Светка еще совсем молодая женщина, но у нее уже трое детей, ее уже бросил муж, а за плечами всего лишь специальность бухгалтера, корочки ПТУ. В городе не нужны бухгалтеры-пэтэушницы, а в Перваче тем более. Но зато в поселке полно стариков и инвалидов, которым не прожить без соцработника, и зарплата в шесть тысяч рублей в вечно безработном Перваче – это целое состояние. К тому же многие подопечные доплачивают ей из своего кармана. Гера, например, каждый месяц дает Светке небольшую сумму, чтобы она приходила к нему почаще.
Раз в полгода Светка ездит в парикмахерскую в райцентр и возвращается оттуда всегда с одной и той же прической, которая обозначена в прейскуранте как «химия на короткие волосы». Всякий раз старики и инвалиды интересуются, сколько стоила стрижка, жалуются на растущие цены, даже если цена прически не изменилась по сравнению с прошлым полугодием, и щедро расточают похвалы Светкиной красоте.
Первач, есть ли хоть один человек, который назвал бы тебя красивым? Признайся, ты завидуешь Светке, Первач?
Гера проводит дни между телевизором, радио и книгами, иногда совершает выползки по квартире. По воскресеньям к Гере приезжаю я.
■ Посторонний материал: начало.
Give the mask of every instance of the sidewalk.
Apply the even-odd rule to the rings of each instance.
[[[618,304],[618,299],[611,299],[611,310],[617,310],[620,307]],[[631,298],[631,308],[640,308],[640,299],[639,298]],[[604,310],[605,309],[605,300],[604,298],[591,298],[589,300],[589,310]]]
И так будет продолжаться неделя за неделей, год за годом. Говорят, пророкам мучительно знать свое будущее. Мы с Герой – пророки-пофигисты. Мы оба с самого детства знаем, какое у Геры прошлое, настоящее и будущее, но не паримся по этому поводу, потому что все равно бесполезно. Куда важнее программа передач на следующую неделю, новая книга Бориса Акунина и следующее воскресенье, когда я вновь приеду к Гере и привезу ему банку пива, или пакет сока, или мороженое, или мягкую сочную грушу, ноутбук с фотками и видео с наших концертов. Посидим, выпьем, поболтаем…
Кажется, что Гера за все эти годы ни разу не путешествовал дальше своей кухни, но это не так. Мы с братом вычитали в журнале «Вокруг света», что, оказывается, даже стоя на коленях посреди своей квартиры, человек передвигается в пространстве. За счет вращения Земли вокруг своей оси все мы ежеминутно смещаемся на двадцать пять километров и одновременно пролетаем около тысячи восьмисот километров вокруг Солнца. Вертится планета, вертятся вместе с нею Италия и Россия, вертятся город Флоренция и поселок Первач, вертится Сикстинская капелла и вертится безымянный дом, где в угловой квартире на первом этаже сидит Гера. Мой брат летит во Вселенной, разрезая с огромной скоростью пространство и время. Он совершает путешествие, встав на колени, подобно паломникам.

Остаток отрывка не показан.